Skrevet av: Cathy Kalvenes - 26.05.2009
The International conference "Do Web Accessibility Guidelines guarantee Universal Design?" was held at the Norwegian Directorate of Health on May 7th, and arranged by the Resource Network for Universal ICT.
The program for the conference was varied, with informative lectures highlighting the importance of designing Universal Web technologies which aim to ensure Web usability for everyone, everywhere. Topics included the impact of WCAG 2.0 on Web accessibility, legislation and regulation of Universal ICT, and accessible Web sites and usable Web technologies in practice. The diversity of topics stimulated interesting debate in the group sessions after lunch, where valuable contributions were made by participants working with Web site accessibility in different areas, both in the public and private sectors.
A brief summary of the lectures follows below.
Presentations can be downloaded here.
The opening lecture by Andrew Arch, Web Accessibility and Ageing Specialist at the World Wide Web Consortium (W3C), described the implementation and evaluation of Web accessibility using the WCAG 2.0 guidelines and success criteria, and the importance of these guidelines for defining functionality required by different user groups. Particular reference was made to Web usability factors important for older people and the challenges this group represents. The world is getting older! This means that the numbers of Web users with visual, hearing, dexterity and cognitive impairments is increasing.
Frank Fardahl, DIFI, outlined the work on Web accessibility carried out by the Agency for Public Procurement and eGovernment in Norway since 2003, and how the new Discrimination Act introduced in 2009 will affect the regulation of Universal Design of ICT in Norway.
Rudolf Bryn, Standard Norway, described European initiatives to introduce Universal ICT.

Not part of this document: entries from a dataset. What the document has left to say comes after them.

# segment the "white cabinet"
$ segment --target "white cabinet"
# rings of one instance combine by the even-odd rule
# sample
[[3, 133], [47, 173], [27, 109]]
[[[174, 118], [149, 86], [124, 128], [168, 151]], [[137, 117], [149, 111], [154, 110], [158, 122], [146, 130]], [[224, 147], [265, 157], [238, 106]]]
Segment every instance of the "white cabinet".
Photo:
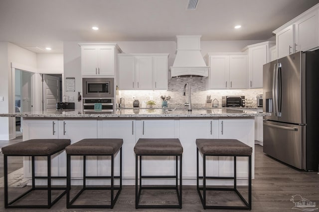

After a short break Morten Tollefsen, from MediaLT, demonstrated WCAG 2.0 guidelines and success criteria which are important when designing accessible Web sites for visually impaired users using a screen reader and Braille display.
Øystein Johnsen, FalkIgel, presented alternative communication technologies, Web browsers and graphical formats used by Internet users with severe motor impairments and multiple disabilities.
Rachel Van Riel, from Opening the Book, described working with public libraries in the UK to create the Web site www.whichbook.net and the implementation of Universal Design in this Web site.
The Norwegian version www.onskebok.no was demonstrated by Mari Senumstad Hauge.
Group sessions followed after lunch and participants were divided into four groups. The lively discussions that ensued showed that Research and Development challenges in Universal ICT is certainly a topic that engages many. Proposals for new research projects in this field were also many and varied reflecting the broad spectrum of interests represented at the conference.